Jetzt ist die Uhrzeit an der Reihe, Metzner malt eine große Uhr auf den Block. "Was ist 8.35 Uhr?", will er wissen. Rahim murmelt erst in Paschtu, seiner Muttersprache, die Antwort, dann sagt er: "Fünf Minuten nach halb neun." Wieder ein Volltreffer, und seine Mitschüler lachen freudig über diesen Erfolg des Kameraden auf.
Jeder Bub hat das Heft "Deutschkurs für Asylbewerber" vor sich, ein spezielles Unterrichtsmaterial ("Thannhauser Modell"), das Wolfgang Metzner ausgewählt hat, "weil es einen Alltagsbezug hat". Kapitel für Kapitel geht er vor, bringt neue Wörter ins Spiel wie Bleistift, Kugelschreiber, Rucksack, Tasche.
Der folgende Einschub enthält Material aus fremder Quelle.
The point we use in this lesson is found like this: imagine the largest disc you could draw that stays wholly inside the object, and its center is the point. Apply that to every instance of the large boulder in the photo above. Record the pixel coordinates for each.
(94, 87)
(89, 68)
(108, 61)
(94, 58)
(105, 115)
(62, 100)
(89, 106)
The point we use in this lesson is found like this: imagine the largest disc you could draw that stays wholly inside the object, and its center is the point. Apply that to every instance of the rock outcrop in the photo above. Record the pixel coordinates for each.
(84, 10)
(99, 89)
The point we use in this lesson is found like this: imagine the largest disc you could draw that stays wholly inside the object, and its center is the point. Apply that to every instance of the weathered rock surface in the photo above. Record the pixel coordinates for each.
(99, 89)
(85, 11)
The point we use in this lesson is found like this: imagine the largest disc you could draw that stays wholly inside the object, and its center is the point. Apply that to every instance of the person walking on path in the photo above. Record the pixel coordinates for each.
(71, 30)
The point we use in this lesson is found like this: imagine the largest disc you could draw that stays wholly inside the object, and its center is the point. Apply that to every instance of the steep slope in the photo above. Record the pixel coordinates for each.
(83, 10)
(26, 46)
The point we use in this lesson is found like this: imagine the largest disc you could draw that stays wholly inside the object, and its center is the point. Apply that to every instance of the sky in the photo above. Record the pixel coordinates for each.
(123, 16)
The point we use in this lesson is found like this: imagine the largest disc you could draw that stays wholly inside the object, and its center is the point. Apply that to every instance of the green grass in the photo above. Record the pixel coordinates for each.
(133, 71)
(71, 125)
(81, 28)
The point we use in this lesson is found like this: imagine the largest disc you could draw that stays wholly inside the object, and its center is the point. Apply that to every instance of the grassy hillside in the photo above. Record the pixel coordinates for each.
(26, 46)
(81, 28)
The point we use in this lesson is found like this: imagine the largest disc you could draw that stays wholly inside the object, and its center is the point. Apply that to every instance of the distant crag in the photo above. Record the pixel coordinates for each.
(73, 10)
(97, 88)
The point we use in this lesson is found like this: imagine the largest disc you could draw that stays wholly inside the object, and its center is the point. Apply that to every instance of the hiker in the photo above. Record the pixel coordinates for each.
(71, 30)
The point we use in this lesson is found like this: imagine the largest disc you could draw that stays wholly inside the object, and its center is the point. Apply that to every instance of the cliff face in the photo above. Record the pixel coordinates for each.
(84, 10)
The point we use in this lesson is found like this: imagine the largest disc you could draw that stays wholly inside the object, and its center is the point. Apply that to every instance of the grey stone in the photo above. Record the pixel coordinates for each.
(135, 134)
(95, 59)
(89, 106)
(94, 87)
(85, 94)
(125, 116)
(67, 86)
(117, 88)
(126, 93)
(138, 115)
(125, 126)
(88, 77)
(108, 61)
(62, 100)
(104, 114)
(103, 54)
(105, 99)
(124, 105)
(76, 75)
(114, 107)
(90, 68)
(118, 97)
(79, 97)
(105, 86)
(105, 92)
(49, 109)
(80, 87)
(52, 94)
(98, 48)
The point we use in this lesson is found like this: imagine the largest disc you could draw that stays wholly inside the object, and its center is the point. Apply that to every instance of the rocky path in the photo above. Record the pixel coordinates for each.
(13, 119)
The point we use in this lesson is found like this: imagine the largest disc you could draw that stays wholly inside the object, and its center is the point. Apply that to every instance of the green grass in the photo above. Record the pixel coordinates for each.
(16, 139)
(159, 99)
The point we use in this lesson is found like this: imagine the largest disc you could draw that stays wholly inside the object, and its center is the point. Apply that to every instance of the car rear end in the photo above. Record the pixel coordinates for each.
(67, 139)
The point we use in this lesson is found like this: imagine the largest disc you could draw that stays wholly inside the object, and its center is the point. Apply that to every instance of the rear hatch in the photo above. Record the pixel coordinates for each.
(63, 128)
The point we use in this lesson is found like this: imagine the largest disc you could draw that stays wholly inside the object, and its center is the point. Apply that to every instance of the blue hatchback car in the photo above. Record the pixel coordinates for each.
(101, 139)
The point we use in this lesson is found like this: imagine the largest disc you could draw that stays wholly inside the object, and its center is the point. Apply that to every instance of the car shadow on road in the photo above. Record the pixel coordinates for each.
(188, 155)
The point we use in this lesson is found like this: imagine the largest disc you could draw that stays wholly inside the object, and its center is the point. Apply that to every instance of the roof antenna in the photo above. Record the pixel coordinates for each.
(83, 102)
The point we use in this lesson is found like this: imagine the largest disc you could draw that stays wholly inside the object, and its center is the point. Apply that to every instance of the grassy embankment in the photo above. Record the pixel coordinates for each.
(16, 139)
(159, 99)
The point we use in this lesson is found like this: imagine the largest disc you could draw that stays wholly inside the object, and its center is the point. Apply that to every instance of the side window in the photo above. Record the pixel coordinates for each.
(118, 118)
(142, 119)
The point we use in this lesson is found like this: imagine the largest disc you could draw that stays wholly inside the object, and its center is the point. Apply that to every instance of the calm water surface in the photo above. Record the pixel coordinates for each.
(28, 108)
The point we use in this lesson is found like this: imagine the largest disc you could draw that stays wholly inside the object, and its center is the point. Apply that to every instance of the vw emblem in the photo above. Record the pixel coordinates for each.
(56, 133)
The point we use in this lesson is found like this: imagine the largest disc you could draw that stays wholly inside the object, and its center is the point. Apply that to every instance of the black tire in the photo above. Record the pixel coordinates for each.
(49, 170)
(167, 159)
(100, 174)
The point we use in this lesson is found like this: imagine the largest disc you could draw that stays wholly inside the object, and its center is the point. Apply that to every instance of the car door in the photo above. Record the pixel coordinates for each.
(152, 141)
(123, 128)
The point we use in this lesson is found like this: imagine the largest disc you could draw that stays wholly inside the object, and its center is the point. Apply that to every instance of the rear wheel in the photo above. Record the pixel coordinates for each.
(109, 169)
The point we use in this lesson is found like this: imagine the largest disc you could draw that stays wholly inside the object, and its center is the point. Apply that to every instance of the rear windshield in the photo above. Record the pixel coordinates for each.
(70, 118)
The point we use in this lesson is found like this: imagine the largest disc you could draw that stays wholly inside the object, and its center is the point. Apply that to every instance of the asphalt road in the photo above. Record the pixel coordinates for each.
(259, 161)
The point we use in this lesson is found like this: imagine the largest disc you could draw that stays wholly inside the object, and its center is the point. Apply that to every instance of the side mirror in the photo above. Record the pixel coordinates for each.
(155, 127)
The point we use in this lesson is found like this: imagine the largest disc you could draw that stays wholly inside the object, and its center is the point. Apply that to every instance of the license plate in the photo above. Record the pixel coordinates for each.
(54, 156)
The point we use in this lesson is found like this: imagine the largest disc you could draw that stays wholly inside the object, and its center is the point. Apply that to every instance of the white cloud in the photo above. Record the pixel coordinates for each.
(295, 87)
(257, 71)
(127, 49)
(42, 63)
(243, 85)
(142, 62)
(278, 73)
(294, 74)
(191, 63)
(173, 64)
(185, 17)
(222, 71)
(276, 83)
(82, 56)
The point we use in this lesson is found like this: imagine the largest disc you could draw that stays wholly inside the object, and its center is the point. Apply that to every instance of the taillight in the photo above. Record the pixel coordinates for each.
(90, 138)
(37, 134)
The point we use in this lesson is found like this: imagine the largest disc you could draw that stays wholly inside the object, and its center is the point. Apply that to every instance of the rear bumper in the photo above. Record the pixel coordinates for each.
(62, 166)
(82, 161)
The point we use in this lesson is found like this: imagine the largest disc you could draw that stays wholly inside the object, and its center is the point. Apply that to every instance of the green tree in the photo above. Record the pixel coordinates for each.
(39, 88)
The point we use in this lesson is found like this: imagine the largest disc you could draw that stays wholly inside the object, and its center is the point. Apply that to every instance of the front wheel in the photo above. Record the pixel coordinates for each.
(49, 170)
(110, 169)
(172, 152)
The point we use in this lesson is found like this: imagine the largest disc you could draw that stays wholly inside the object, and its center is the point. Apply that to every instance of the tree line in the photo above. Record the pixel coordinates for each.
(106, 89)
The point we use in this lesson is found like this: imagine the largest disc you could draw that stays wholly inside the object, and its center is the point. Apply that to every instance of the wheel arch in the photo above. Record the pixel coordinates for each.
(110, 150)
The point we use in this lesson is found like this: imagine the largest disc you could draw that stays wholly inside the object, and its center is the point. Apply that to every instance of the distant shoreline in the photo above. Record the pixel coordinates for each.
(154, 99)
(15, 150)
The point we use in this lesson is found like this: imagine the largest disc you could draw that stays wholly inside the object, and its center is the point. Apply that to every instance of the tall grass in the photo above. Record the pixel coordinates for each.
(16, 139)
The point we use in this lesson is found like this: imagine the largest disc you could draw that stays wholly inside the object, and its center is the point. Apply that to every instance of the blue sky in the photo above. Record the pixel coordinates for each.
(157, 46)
Mit leuchtenden Augen saugen die Schüler alles auf wie ein Schwamm: "Vorbildliches Lernverhalten", nennt Metzner diese Haltung, "die mir Spaß macht". Es sei für ihn ein "großes Erfolgserlebnis" zu sehen, wie begeistert die Buben bei der Sache sind. Und sich mit der einen täglichen Unterrichtsstunde nicht zufrieden geben: "Sie lernen später weiter, helfen sich gegenseitig, alle sind motiviert", bestätigt Claudia Mantel, Fachdienstleiterin im Don Bosco Jugendwerk.
Patenschaft
"Die Kinder sind sehr freundlich und respektvoll, seid also auch freundlich und offen zu ihnen", will Metzner den Bambergern sagen. Und: "Fällt nicht Vorurteile, sondern setzt euch mit diesen Menschen auseinander, redet mit ihnen!" Der Pädagoge geht mit gutem Beispiel voran: Er möchte für den kleinen Khaled die Patenschaft übernehmen, wie sie das Don Bosco Jugendwerk für unbegleitete minderjährige Flüchtlinge vermittelt. "Ich will für Khaled Ansprechpartner sein, mir für ihn Zeit nehmen, seine Hausaufgaben betreuen", blickt Wolfgang Metzner voraus.Nach den Sommerferien besuchen die Jungen erst den regulären Deutschkurs an der Volkshochschule in der Tränkgasse, dann herrscht auch für sie Schulpflicht. Die Jüngeren kommen in die Regelschule, die ab 16-Jährigen in die Berufsschule.
Doch vor der Pflicht steht am 2. September erst noch eine höchst willkommene Kür auf dem Programm: Wolfgang Metzner fährt mit den Buben zum Nürnberger Zoo. Auch die deutschen Tiernamen werden diese aufgeweckten Kids sicher rasch lernen.